Prime minister Boris Johnson’s May 10 address to the British public turned out to be a bit of a communications mess. The 14-minute speech was meant to simply announce new, mostly small changes to the lockdown in England that has been in place since March 23. It appears to have left many Brits with more questions than it answered.
Google searches about whether people could now visit their family spiked 100-fold the hour Johnson addressed the nation at 7pm on Sunday night. Queries about how often people could exercise also shot up, though by a slightly smaller margin.
The biggest sources of confusion probably relate to timing and details. Johnson encouraged people who are unable to do their jobs from home to go into work possibly as early as the next morning. He also didn’t spell out rules about the thing on most people’s minds: what kind of socializing would be permitted?
One part of the speech was a bit strange. As many Twitter users pointed out, Johnson unveiled a Covid-19 alert level formula that was based on adding together the rate of infection (0.7 is the estimated midpoint) and the number of infections. That would equate to 224,332.7 based on data today from the John Hopkins tracker.
Foreign secretary Dominic Raab held a series of media interviews the following morning where he discussed the new rules. But Raab gave conflicting advice to different TV stations, in one case saying people could not meet family members outside their household, but in another that it was permitted if physical distancing was practiced.
After that, the government published its 51-page guidance (pdf) Monday afternoon, which spelled out a three-step roadmap about how the UK could get everyday life back to as it was before the pandemic. Some observers argued that releasing the document ahead of Johnson’s address would have avoided much of the mix-up.

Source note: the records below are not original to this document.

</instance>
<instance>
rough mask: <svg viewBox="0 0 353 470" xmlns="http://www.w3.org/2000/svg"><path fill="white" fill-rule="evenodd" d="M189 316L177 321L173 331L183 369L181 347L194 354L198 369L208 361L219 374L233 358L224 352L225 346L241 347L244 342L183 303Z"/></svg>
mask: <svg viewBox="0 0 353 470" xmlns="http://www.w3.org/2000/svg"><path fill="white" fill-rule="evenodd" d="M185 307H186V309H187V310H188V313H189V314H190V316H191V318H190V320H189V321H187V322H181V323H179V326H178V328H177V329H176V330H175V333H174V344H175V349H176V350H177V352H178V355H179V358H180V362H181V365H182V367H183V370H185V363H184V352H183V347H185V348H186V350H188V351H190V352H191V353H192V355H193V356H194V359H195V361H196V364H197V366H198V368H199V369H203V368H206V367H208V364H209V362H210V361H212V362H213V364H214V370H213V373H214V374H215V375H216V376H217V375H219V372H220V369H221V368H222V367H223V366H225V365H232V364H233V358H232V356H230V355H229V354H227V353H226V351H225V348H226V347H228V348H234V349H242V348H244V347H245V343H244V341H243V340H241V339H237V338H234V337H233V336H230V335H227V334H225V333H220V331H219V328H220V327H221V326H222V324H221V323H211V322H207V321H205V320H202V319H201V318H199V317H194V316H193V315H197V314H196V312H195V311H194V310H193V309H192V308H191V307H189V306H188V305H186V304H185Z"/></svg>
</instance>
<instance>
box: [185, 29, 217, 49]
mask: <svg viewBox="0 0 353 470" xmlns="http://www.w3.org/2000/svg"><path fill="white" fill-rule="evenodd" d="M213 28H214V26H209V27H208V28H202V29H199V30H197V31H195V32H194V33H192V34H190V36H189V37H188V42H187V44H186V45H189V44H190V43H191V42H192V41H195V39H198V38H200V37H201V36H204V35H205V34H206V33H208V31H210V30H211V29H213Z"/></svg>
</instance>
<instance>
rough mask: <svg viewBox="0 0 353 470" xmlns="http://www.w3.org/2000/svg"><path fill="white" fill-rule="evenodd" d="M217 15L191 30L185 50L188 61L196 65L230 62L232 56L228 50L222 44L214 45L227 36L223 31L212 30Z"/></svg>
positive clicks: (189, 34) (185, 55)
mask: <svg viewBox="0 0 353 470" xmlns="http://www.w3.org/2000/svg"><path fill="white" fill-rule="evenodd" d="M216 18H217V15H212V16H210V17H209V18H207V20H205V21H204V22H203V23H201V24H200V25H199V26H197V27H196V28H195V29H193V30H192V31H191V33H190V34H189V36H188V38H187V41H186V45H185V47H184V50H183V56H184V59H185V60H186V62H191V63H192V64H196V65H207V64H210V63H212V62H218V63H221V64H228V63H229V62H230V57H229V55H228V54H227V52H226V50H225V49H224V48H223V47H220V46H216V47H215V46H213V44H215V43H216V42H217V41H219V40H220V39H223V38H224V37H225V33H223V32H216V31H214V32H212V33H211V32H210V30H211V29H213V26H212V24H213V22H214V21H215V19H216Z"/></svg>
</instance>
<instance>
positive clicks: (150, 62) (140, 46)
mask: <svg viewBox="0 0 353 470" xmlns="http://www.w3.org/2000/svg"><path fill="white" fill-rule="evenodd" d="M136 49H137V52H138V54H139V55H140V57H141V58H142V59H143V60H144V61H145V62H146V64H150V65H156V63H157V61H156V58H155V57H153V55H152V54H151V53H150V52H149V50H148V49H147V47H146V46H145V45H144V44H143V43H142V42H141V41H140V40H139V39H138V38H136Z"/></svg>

Yet there seems to be a wider concern beyond how the new measures were presented. While Brits appear evenly split on whether they agree with the changes to the lockdown, according to a YouGov survey out this week, only 30% of them understand what the new “Stay alert, Control the virus, Save lives” messaging means.
The previous slogan, which told people to “stay home,” was understood by more than nine out of ten Brits. Scotland, Wales, and Northern Ireland have decided to stick with that approach.